Go Back

Mexican Street Corn

Ah, the taste of summer! There's something magical about enjoying food outdoors, especially when it comes to Mexican Street Corn, or Elote. This recipe brings back sweet memories of street vendors, warm days, and the tantalizing smell of grilled corn wafting through the air.
Prep Time 10 minutes
Cook Time 15 minutes
Total Time 25 minutes
Servings: 4 servings
Course: Side Dish
Cuisine: Mexican

Ingredients
  

For the Mexican Street Corn
  • 4 ears corn husked
  • 1/2 cup mayonnaise
  • 1/4 cup sour cream
  • 1 cup crumbled queso fresco or feta as a substitute
  • 1 teaspoon chili powder
  • 1 lime juiced
  • Salt, to taste
  • Fresh cilantro, chopped (for garnish)
  • Lime wedges (for serving)

Equipment

  • Grill
  • Mixing Bowl
  • Basting Brush

Method
 

  1. Step 1: Preheat your grill to medium-high heat. This step is crucial for getting that delicious char on your corn!
  2. Step 2: Grill the corn for about 10-15 minutes, turning occasionally, until the kernels are tender and slightly charred. You want that smoky flavor!
  3. Step 3: While the corn is grilling, in a mixing bowl, combine the mayonnaise, sour cream, lime juice, chili powder, and a pinch of salt.

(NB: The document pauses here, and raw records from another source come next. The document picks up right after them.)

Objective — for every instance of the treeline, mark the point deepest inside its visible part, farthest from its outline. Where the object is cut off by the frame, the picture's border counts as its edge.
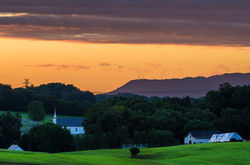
(68, 99)
(117, 121)
(137, 120)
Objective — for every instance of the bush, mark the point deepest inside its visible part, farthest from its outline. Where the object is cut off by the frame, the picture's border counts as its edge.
(36, 111)
(134, 152)
(48, 137)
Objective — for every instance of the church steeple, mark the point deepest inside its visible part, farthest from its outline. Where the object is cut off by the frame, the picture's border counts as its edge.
(54, 118)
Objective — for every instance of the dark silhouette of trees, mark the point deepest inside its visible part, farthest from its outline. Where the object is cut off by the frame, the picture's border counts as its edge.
(36, 111)
(9, 129)
(48, 138)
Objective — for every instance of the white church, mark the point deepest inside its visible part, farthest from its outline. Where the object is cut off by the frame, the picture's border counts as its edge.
(74, 125)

Mix well until smooth. This creamy mixture is what makes this dish so irresistible!
  4. Step 4: Once the corn is perfectly grilled, remove it from the heat and brush the mayonnaise mixture generously over each ear of corn. Don’t be shy here; the more, the better!
  5. Step 5: Sprinkle crumbled queso fresco over the coated corn. This is where the magic happens!
  6. Step 6: Garnish with chopped cilantro and serve with lime wedges on the side. Enjoy every bite!

Notes

If you have any leftovers, store the corn in an airtight container in the fridge for up to 3 days. Reheat it on the grill or in the oven to bring back that charred flavor.